The police are likely to quickly arrest anyone who tries to sell cloned cards on any scale.

mifare cracker

Mifare cracker software#

But it requires an RFID reader and a small piece of software which, while feasible for a techie, are too complicated for the average fare dodger. Cloning takes only a few seconds, and the thief only has to brush up against someone carrying a legitimate Oyster card.

mifare cracker

It’s unclear how this break will affect Transport for London. This court ruling encourages companies to build security properly rather than relying on shoddy design and secrecy, and discourages them from promising security based on their ability to threaten researchers.

Mifare cracker how to#

NXP’s security was so bad because customers didn’t know how to evaluate security: either they don’t know what questions to ask, or didn’t know enough to distrust the marketing answers they were given. Companies will only design security as good as their customers know to ask for. Publication of this attack might be expensive for NXP and its customers, but it’s good for security overall. Is there any doubt that the bad guys already know about this, or will soon enough? A Chinese company even sells a compatible chip. Other researchers had already exposed Mifare’s lousy security. Mifare’s security was based on the belief that no one would discover how it worked that’s why NXP had to muzzle the Dutch researchers. Any competent cryptographer would have designed Mifare’s security with an open and public design.

mifare cracker

Whenever you see an organization claiming that design secrecy is necessary for security - in ID cards, in voting machines, in airport security - it invariably means that its security is lousy and it has no choice but to hide it. More generally, the notion that secrecy supports security is inherently flawed. They called disclosure of the attack “irresponsible,” warned that it will cause “immense damages,” and claimed that it “will jeopardize the security of assets protected with systems incorporating the Mifare IC.” The Dutch court would have none of it: “Damage to NXP is not the result of the publication of the article but of the production and sale of a chip that appears to have shortcomings.”Įxactly right. The second paper is the one that NXP sued over. Their two papers (one is already online) will be published at two conferences this autumn. They demonstrated the attack by riding the Underground for free, and by breaking into a building. The group that broke Mifare Classic is from Radboud University Nijmegen in the Netherlands. NXP attempted to deal with this embarrassment by keeping the design secret. Anyone with any security experience would be embarrassed to put his name to the design. This is not an exaggeration it’s kindergarten cryptography.

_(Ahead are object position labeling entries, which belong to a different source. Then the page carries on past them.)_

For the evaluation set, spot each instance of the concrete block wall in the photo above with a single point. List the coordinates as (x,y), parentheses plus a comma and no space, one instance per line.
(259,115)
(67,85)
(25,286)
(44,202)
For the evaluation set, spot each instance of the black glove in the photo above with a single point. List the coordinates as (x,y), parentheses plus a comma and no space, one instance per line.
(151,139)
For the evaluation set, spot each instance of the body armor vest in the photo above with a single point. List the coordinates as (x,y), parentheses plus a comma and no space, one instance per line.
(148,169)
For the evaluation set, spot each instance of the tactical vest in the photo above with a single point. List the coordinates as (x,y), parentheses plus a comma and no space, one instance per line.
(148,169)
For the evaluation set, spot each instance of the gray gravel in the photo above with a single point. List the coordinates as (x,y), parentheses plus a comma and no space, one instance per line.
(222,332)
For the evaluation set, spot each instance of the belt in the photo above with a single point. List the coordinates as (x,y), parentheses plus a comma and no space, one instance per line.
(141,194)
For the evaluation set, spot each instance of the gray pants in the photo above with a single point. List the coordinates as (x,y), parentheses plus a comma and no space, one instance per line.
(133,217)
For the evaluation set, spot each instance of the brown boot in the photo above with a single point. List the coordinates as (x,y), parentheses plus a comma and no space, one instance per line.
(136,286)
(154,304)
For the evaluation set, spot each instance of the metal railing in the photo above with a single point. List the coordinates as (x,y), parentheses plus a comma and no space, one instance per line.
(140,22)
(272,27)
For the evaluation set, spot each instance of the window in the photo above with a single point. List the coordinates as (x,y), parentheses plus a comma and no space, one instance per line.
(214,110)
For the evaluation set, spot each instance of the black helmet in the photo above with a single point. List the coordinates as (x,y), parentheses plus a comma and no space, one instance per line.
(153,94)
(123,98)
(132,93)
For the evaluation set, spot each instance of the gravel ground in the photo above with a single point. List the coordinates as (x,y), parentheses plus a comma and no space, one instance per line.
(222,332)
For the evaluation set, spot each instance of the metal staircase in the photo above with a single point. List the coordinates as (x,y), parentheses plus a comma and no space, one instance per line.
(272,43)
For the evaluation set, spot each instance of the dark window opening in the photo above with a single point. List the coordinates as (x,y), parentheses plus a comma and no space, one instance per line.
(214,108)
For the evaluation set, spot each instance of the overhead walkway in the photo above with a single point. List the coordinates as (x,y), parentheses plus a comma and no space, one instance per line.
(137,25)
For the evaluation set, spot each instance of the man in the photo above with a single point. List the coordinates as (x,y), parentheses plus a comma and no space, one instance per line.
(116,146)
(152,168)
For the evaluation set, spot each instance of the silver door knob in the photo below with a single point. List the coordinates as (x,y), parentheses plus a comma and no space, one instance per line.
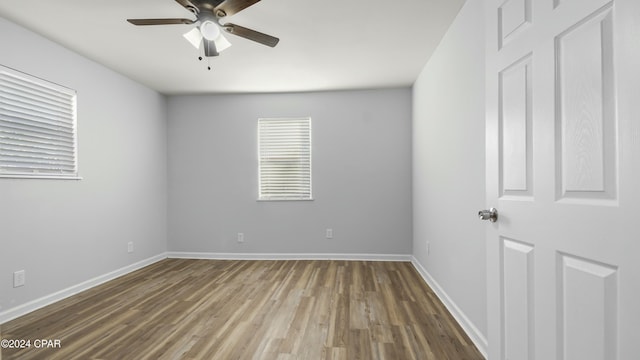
(491,215)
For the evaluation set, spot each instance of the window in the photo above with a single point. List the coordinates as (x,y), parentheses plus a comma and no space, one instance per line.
(284,168)
(37,128)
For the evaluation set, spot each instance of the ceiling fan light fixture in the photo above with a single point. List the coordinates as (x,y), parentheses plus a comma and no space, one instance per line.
(209,30)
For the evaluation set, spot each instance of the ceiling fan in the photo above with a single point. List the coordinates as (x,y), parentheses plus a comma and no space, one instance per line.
(207,31)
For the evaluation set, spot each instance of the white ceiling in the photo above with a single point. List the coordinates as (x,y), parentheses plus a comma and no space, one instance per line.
(324,44)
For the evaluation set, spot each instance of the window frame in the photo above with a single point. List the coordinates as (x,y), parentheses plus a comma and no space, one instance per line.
(23,100)
(271,196)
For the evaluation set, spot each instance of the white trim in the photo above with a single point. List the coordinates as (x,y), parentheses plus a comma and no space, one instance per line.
(287,256)
(36,304)
(467,325)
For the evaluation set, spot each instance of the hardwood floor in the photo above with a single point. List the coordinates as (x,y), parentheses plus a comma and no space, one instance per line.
(210,309)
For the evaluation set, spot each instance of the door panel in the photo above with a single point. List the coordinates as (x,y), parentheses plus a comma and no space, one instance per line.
(588,326)
(563,170)
(586,136)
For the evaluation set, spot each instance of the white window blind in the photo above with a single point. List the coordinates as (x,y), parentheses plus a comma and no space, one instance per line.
(37,127)
(284,147)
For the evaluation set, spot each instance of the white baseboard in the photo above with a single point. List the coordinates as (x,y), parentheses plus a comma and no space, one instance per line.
(469,328)
(286,256)
(476,336)
(36,304)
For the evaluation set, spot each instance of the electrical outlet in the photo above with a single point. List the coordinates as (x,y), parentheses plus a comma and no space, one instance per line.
(19,278)
(329,233)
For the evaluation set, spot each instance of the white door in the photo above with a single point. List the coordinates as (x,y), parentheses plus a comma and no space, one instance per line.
(563,171)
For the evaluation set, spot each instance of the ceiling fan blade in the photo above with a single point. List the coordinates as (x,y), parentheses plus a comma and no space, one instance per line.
(186,4)
(231,7)
(194,37)
(140,22)
(247,33)
(210,48)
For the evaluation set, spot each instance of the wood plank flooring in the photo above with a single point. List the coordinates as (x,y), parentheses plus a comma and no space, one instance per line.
(211,309)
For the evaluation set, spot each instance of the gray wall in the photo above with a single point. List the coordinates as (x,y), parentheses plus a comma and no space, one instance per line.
(64,232)
(448,165)
(361,174)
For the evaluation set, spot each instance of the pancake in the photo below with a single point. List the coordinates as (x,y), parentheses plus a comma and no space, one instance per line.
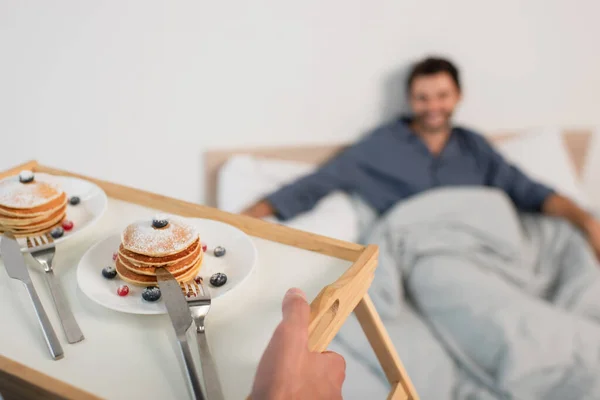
(145,280)
(139,259)
(35,211)
(180,266)
(15,195)
(142,238)
(24,221)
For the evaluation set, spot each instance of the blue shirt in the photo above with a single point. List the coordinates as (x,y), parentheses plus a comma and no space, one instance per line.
(392,163)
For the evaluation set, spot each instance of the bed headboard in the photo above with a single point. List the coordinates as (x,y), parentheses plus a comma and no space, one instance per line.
(576,141)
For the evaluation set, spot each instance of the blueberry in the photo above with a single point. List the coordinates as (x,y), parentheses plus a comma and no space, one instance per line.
(57,232)
(159,223)
(218,279)
(151,293)
(109,272)
(219,251)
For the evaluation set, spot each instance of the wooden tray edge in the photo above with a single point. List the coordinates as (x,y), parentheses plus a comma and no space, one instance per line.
(18,381)
(329,309)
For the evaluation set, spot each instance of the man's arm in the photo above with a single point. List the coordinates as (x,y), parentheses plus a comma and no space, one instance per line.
(560,206)
(303,194)
(529,195)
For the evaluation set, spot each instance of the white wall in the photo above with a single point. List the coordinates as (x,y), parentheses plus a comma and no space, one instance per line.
(135,91)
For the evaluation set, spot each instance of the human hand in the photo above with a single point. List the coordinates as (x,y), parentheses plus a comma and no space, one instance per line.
(287,370)
(592,229)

The security of Mifare Classic is terrible. That chip, the “Mifare Classic” chip, is used in hundreds of other transport systems as well - Boston, Los Angeles, Brisbane, Amsterdam, Taipei, Shanghai, Rio de Janeiro - and as an access pass in thousands of companies, schools, hospitals, and government buildings around Britain and the rest of the world. Every Oyster card has a radio-frequency identification chip that communicates with readers mounted on the ticket barrier. And the publication of this serious vulnerability actually makes us all safer in the long run. People might be able to use this information to ride for free, but the sky won’t be falling. NXP Semiconductors, the Philips spin-off that makes the system, lost a court battle to prevent the researchers from publishing.

mifare cracker

London’s Oyster card has been cracked, and the final details will become public in October.